Adelphia is currently able to offer long distance telephony services, under the Adelphia brand name, to about 1.5 million cable subscribers. The company is also offering in-bound 800 access. Adelphia tested the service for roughly 18 months before signing the three-year, $12 million deal with IXC.
IXC, because of its executives' backgrounds, might be uniquely positioned to understand and focus on cable TV companies as potential customers. Henry spent 31 years in the cable industry, starting as a door-to-door salesman, knocking on doors alongside Jeff Marcus and others. He was later president of American Cable in Phoenix, and at one time was part owner of Gill Cable.
IXC President and CEO Ralph Swett, Executive VP of Finance and CFO Jim Guthrie, and Director of Strategic Operations John Breithaupt all have backgrounds with Times Mirror as well. Swett is a former president and CEO of Times' cable division; Guthrie was CFO; and Breithaupt was VP of customer operations in the Phoenix system. Apparently, the message that Henry and Co. bring is striking a chord with the audience. He says deals have already been struck with three of the top seven MSOs, and a couple of others are presently being negotiated.
And now that industry heavyweight Tele-Communications Inc. is about to be acquired by telecom giant AT&T, other MSOs have inundated IXC with inquiries, according to Henry.

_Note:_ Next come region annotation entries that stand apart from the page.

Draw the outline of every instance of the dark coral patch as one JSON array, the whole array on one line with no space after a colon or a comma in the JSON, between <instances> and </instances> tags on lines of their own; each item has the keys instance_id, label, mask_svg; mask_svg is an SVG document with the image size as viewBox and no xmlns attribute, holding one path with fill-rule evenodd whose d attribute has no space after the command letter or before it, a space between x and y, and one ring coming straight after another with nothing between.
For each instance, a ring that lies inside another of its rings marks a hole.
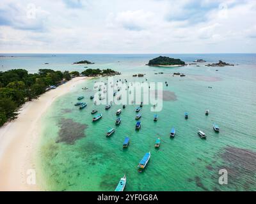
<instances>
[{"instance_id":1,"label":"dark coral patch","mask_svg":"<svg viewBox=\"0 0 256 204\"><path fill-rule=\"evenodd\" d=\"M67 119L61 119L59 125L59 137L56 142L65 142L68 145L73 145L77 140L84 137L84 129L88 126Z\"/></svg>"}]
</instances>

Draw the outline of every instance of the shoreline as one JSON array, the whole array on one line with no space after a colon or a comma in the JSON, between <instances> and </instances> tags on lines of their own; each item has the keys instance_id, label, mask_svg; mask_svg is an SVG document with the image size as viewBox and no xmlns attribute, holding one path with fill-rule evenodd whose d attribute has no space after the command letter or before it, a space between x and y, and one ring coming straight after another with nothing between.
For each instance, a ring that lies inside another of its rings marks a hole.
<instances>
[{"instance_id":1,"label":"shoreline","mask_svg":"<svg viewBox=\"0 0 256 204\"><path fill-rule=\"evenodd\" d=\"M37 185L40 182L27 184L28 170L36 170L35 157L38 151L41 117L56 98L89 78L76 77L38 99L26 102L19 111L17 119L0 127L0 191L44 190ZM40 178L37 171L35 171L36 178Z\"/></svg>"}]
</instances>

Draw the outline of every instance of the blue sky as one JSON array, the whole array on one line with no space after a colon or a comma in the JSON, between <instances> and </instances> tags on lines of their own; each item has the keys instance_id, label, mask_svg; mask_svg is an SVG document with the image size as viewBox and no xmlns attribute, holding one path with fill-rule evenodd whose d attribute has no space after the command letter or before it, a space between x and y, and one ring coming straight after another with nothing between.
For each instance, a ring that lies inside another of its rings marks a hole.
<instances>
[{"instance_id":1,"label":"blue sky","mask_svg":"<svg viewBox=\"0 0 256 204\"><path fill-rule=\"evenodd\" d=\"M254 0L1 0L1 53L256 52Z\"/></svg>"}]
</instances>

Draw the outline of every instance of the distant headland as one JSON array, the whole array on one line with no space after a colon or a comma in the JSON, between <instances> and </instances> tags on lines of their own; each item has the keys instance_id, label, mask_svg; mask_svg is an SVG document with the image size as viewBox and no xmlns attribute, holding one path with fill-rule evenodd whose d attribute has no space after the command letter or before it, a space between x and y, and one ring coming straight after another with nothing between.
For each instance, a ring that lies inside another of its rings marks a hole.
<instances>
[{"instance_id":1,"label":"distant headland","mask_svg":"<svg viewBox=\"0 0 256 204\"><path fill-rule=\"evenodd\" d=\"M159 56L150 60L146 65L150 66L185 66L185 62L179 59Z\"/></svg>"}]
</instances>

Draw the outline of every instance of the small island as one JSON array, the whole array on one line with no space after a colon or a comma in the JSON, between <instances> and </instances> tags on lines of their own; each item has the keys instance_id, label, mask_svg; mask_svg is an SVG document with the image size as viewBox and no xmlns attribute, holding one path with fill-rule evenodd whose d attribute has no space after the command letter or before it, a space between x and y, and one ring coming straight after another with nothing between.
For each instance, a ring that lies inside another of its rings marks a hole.
<instances>
[{"instance_id":1,"label":"small island","mask_svg":"<svg viewBox=\"0 0 256 204\"><path fill-rule=\"evenodd\" d=\"M208 64L205 66L234 66L234 64L226 63L226 62L223 62L221 60L220 60L218 63Z\"/></svg>"},{"instance_id":2,"label":"small island","mask_svg":"<svg viewBox=\"0 0 256 204\"><path fill-rule=\"evenodd\" d=\"M148 64L146 65L150 66L185 66L185 62L179 59L159 56L150 60Z\"/></svg>"},{"instance_id":3,"label":"small island","mask_svg":"<svg viewBox=\"0 0 256 204\"><path fill-rule=\"evenodd\" d=\"M79 62L74 62L73 64L93 64L94 62L88 61L88 60L83 60Z\"/></svg>"}]
</instances>

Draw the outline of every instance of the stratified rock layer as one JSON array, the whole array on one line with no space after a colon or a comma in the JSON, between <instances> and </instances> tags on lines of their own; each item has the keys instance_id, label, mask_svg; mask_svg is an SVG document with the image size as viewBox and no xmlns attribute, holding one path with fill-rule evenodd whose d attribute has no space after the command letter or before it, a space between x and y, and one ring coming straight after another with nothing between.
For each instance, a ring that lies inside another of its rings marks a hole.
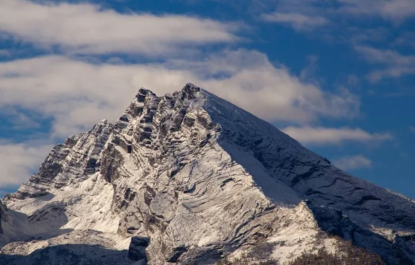
<instances>
[{"instance_id":1,"label":"stratified rock layer","mask_svg":"<svg viewBox=\"0 0 415 265\"><path fill-rule=\"evenodd\" d=\"M62 235L79 244L80 231L97 231L105 248L155 265L211 264L264 244L282 264L305 250L341 252L329 235L391 264L415 262L413 200L190 84L163 97L140 89L113 125L55 146L5 203L3 240L37 239L19 243L28 260ZM25 259L8 246L0 261Z\"/></svg>"}]
</instances>

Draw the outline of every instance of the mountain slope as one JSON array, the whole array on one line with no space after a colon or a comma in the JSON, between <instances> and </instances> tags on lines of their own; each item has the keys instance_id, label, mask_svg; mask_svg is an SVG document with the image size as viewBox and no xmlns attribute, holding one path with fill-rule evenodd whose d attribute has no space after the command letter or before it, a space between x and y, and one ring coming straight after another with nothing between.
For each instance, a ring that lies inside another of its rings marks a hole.
<instances>
[{"instance_id":1,"label":"mountain slope","mask_svg":"<svg viewBox=\"0 0 415 265\"><path fill-rule=\"evenodd\" d=\"M5 240L23 241L24 251L10 243L1 253L16 264L34 260L36 249L59 258L63 246L96 242L121 253L129 246L128 260L150 264L214 264L266 244L282 264L304 250L341 252L329 235L391 264L415 262L413 200L349 175L190 84L160 97L140 90L115 124L55 146L4 203L3 226L12 230ZM85 264L102 255L73 254Z\"/></svg>"}]
</instances>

"The interest level we've had from cable operators over the past four months is 50 times that of the last 18 months," he gushes. "AT&T's move will be great for IXC, because the industry won't want to have just a single supplier. We hope they do very, very well," says Henry.

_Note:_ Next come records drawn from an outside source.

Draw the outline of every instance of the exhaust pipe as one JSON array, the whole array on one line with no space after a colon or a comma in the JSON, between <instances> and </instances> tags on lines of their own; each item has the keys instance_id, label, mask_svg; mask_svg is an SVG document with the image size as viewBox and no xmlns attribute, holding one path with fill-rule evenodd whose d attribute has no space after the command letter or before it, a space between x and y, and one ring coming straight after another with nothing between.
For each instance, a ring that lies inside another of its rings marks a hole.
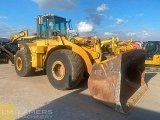
<instances>
[{"instance_id":1,"label":"exhaust pipe","mask_svg":"<svg viewBox=\"0 0 160 120\"><path fill-rule=\"evenodd\" d=\"M91 95L127 114L146 94L145 51L135 49L95 63L88 79Z\"/></svg>"}]
</instances>

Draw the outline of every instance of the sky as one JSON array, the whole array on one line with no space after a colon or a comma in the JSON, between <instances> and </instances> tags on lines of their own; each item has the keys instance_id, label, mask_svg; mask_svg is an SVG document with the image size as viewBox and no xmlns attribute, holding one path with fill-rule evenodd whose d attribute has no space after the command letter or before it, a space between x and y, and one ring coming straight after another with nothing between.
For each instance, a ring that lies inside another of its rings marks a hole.
<instances>
[{"instance_id":1,"label":"sky","mask_svg":"<svg viewBox=\"0 0 160 120\"><path fill-rule=\"evenodd\" d=\"M159 0L1 0L0 38L35 33L35 17L46 13L71 19L80 36L160 40Z\"/></svg>"}]
</instances>

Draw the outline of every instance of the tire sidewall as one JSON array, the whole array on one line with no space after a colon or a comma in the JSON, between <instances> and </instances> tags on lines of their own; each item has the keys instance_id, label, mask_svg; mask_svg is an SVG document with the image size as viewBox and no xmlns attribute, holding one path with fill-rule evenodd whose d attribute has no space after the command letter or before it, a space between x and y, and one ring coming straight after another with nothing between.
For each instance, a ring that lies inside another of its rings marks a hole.
<instances>
[{"instance_id":1,"label":"tire sidewall","mask_svg":"<svg viewBox=\"0 0 160 120\"><path fill-rule=\"evenodd\" d=\"M55 61L61 61L65 68L65 76L62 80L56 80L52 74L52 65ZM71 61L68 59L68 56L63 51L55 51L48 58L47 61L47 76L53 87L56 89L67 89L69 84L72 82L72 65Z\"/></svg>"}]
</instances>

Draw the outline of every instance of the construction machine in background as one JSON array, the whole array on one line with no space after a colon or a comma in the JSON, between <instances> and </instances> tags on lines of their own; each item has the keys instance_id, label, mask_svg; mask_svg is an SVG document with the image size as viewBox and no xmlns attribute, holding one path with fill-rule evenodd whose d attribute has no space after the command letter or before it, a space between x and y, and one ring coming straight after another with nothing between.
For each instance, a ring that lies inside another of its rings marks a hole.
<instances>
[{"instance_id":1,"label":"construction machine in background","mask_svg":"<svg viewBox=\"0 0 160 120\"><path fill-rule=\"evenodd\" d=\"M143 42L142 48L146 51L146 71L160 72L160 41Z\"/></svg>"},{"instance_id":2,"label":"construction machine in background","mask_svg":"<svg viewBox=\"0 0 160 120\"><path fill-rule=\"evenodd\" d=\"M45 69L49 82L59 90L72 89L88 76L91 95L122 113L128 113L145 95L144 50L106 58L97 36L67 38L65 18L45 14L36 20L36 39L18 45L14 64L19 76Z\"/></svg>"}]
</instances>

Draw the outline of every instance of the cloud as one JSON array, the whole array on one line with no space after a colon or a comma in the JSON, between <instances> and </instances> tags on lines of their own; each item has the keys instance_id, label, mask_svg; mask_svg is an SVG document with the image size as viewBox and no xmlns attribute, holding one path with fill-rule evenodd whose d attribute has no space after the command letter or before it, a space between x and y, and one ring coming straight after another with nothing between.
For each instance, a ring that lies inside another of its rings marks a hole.
<instances>
[{"instance_id":1,"label":"cloud","mask_svg":"<svg viewBox=\"0 0 160 120\"><path fill-rule=\"evenodd\" d=\"M7 16L0 16L0 19L7 19Z\"/></svg>"},{"instance_id":2,"label":"cloud","mask_svg":"<svg viewBox=\"0 0 160 120\"><path fill-rule=\"evenodd\" d=\"M143 13L140 13L140 14L136 14L137 17L142 17L143 16Z\"/></svg>"},{"instance_id":3,"label":"cloud","mask_svg":"<svg viewBox=\"0 0 160 120\"><path fill-rule=\"evenodd\" d=\"M0 23L0 38L1 37L9 38L11 35L18 33L20 31L23 31L25 29L28 29L29 34L33 34L36 32L36 28L33 26L27 26L27 27L26 26L11 26L8 24Z\"/></svg>"},{"instance_id":4,"label":"cloud","mask_svg":"<svg viewBox=\"0 0 160 120\"><path fill-rule=\"evenodd\" d=\"M93 31L93 25L88 24L86 22L80 22L78 25L78 31L79 32L91 32Z\"/></svg>"},{"instance_id":5,"label":"cloud","mask_svg":"<svg viewBox=\"0 0 160 120\"><path fill-rule=\"evenodd\" d=\"M112 32L105 32L104 33L105 36L114 36L116 35L115 33L112 33Z\"/></svg>"},{"instance_id":6,"label":"cloud","mask_svg":"<svg viewBox=\"0 0 160 120\"><path fill-rule=\"evenodd\" d=\"M89 13L89 17L86 17L86 20L92 21L96 25L100 25L101 22L105 19L105 15L97 13Z\"/></svg>"},{"instance_id":7,"label":"cloud","mask_svg":"<svg viewBox=\"0 0 160 120\"><path fill-rule=\"evenodd\" d=\"M97 12L103 12L105 10L109 10L109 8L106 6L106 4L102 4L101 6L97 7Z\"/></svg>"},{"instance_id":8,"label":"cloud","mask_svg":"<svg viewBox=\"0 0 160 120\"><path fill-rule=\"evenodd\" d=\"M37 3L40 9L64 9L73 10L78 0L32 0Z\"/></svg>"},{"instance_id":9,"label":"cloud","mask_svg":"<svg viewBox=\"0 0 160 120\"><path fill-rule=\"evenodd\" d=\"M96 25L100 25L101 22L106 18L106 15L99 14L99 12L96 11L96 9L93 8L87 8L85 9L85 12L88 13L88 16L85 18L87 21L91 21Z\"/></svg>"},{"instance_id":10,"label":"cloud","mask_svg":"<svg viewBox=\"0 0 160 120\"><path fill-rule=\"evenodd\" d=\"M116 20L117 20L117 21L116 21L116 25L122 25L122 24L124 24L124 23L127 23L127 22L128 22L128 20L124 21L124 20L123 20L123 19L121 19L121 18L117 18Z\"/></svg>"},{"instance_id":11,"label":"cloud","mask_svg":"<svg viewBox=\"0 0 160 120\"><path fill-rule=\"evenodd\" d=\"M127 33L127 36L134 36L134 35L137 35L137 33L135 33L135 32L128 32Z\"/></svg>"}]
</instances>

Cable companies that are considering entering the long distance telecom market have to make one fundamental decision early on, Henry notes. They can offer a "switchless" solution, where their capital investment is nearly zero; they can choose to deliver residential services over the hybrid fiber/coax network; or they can focus on the business customer through a CLEC subsidiary.
Clearly, any approach can be lucrative, says Henry. He points out that Comcast, Cox, Cablevision and MediaOne have all rolled out HFC telephony successfully, while Time Warner chose to focus on the CLEC market through its Time Warner Telecom entity. Each and every one of those companies, Henry says, has been stunned by its success where service has been launched.

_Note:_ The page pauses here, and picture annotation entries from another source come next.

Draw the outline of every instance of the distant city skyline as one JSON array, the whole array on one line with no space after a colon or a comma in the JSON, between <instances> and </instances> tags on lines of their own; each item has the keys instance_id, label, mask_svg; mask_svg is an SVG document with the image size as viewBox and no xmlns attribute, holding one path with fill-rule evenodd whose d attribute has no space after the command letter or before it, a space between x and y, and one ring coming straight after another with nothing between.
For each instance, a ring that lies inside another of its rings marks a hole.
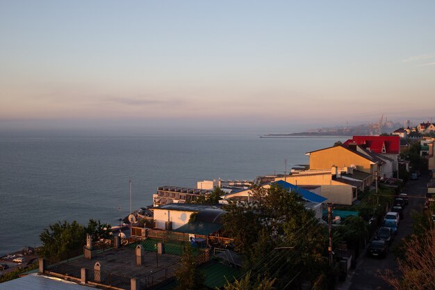
<instances>
[{"instance_id":1,"label":"distant city skyline","mask_svg":"<svg viewBox=\"0 0 435 290\"><path fill-rule=\"evenodd\" d=\"M0 129L435 117L435 2L0 1Z\"/></svg>"}]
</instances>

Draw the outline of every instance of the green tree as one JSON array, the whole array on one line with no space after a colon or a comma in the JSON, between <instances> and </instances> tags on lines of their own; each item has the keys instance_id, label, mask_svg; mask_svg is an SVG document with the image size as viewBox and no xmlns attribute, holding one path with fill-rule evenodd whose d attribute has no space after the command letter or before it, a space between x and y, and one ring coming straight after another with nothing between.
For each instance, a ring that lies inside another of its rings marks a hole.
<instances>
[{"instance_id":1,"label":"green tree","mask_svg":"<svg viewBox=\"0 0 435 290\"><path fill-rule=\"evenodd\" d=\"M276 279L257 277L254 282L251 280L251 272L248 272L244 277L236 280L232 283L227 281L224 290L273 290L273 284Z\"/></svg>"},{"instance_id":2,"label":"green tree","mask_svg":"<svg viewBox=\"0 0 435 290\"><path fill-rule=\"evenodd\" d=\"M267 271L282 287L292 275L297 276L294 283L299 285L318 277L322 270L316 265L325 235L314 213L305 208L297 193L281 187L254 187L252 191L249 202L225 206L222 218L227 235L246 257L247 269L254 266L256 275ZM298 273L302 268L306 270Z\"/></svg>"},{"instance_id":3,"label":"green tree","mask_svg":"<svg viewBox=\"0 0 435 290\"><path fill-rule=\"evenodd\" d=\"M40 255L49 257L73 250L76 250L85 245L86 230L76 221L72 223L65 220L50 225L48 229L44 229L40 234L42 246Z\"/></svg>"},{"instance_id":4,"label":"green tree","mask_svg":"<svg viewBox=\"0 0 435 290\"><path fill-rule=\"evenodd\" d=\"M197 268L196 257L190 246L184 248L180 266L175 271L176 290L196 290L204 288L204 275Z\"/></svg>"},{"instance_id":5,"label":"green tree","mask_svg":"<svg viewBox=\"0 0 435 290\"><path fill-rule=\"evenodd\" d=\"M381 277L395 290L428 290L435 289L435 229L420 236L411 235L403 243L403 258L398 259L397 275L391 271Z\"/></svg>"},{"instance_id":6,"label":"green tree","mask_svg":"<svg viewBox=\"0 0 435 290\"><path fill-rule=\"evenodd\" d=\"M86 234L92 236L93 241L98 241L101 239L108 239L112 237L112 227L108 223L102 224L99 220L89 220L88 226L85 227Z\"/></svg>"}]
</instances>

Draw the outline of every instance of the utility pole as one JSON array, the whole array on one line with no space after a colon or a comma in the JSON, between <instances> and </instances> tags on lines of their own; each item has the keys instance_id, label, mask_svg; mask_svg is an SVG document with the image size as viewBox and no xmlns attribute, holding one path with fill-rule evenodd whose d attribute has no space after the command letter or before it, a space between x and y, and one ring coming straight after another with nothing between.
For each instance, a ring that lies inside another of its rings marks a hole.
<instances>
[{"instance_id":1,"label":"utility pole","mask_svg":"<svg viewBox=\"0 0 435 290\"><path fill-rule=\"evenodd\" d=\"M329 266L332 266L332 209L331 204L328 204L328 236L329 238L329 245L328 252L329 252Z\"/></svg>"},{"instance_id":2,"label":"utility pole","mask_svg":"<svg viewBox=\"0 0 435 290\"><path fill-rule=\"evenodd\" d=\"M130 214L131 214L131 179L129 181L130 184Z\"/></svg>"},{"instance_id":3,"label":"utility pole","mask_svg":"<svg viewBox=\"0 0 435 290\"><path fill-rule=\"evenodd\" d=\"M375 171L375 186L376 188L376 204L379 204L379 196L377 195L377 170Z\"/></svg>"}]
</instances>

"I believe (the residential market) is there, and it's going to work," says Henry. "But building the network is laborious and tedious." That's because there are myriad interconnection agreements and licenses that have to be applied for and received; and the network hardware is both a bit too expensive and hard to come by today.
In spite of all that, Henry is bullish about the future of telephony services coming from cable companies. "I expect most of the Top 20 cable companies to be in telephony in the next 18 to 24 months," he predicts. "Most of the Top 10 already are." Time Warner Telecom partnered with IXC in a two-year deal to offer services for its business customers. This past summer, Time Warner connected Albany, Austin, Binghamton, Charlotte, Cincinnati, Columbus, Greensboro, Houston, Indianapolis, New York, Memphis, Milwaukee, Orlando, Raleigh, Rochester, San Antonio, San Diego and Tampa.
IXC is hardly resting on its laurels, however. The company is about to launch an IP-based network in recognition that the market is moving in that direction, according to Mike Vent, executive VP of engineering and operations. Vent is charged with expanding IXC's network, which already reaches coast-to-coast.
Under Vent's supervision, IXC is expected to have 13,000 route miles of fiber active by early 1999. The company is constructing a state-of-the-art Sonet-based network. IXC last fall implemented what is believed to be the first long-haul, 80 gigabit OC-192 network. The company employs dense wave division multiplexing technology to offer its customers incredible bandwidth.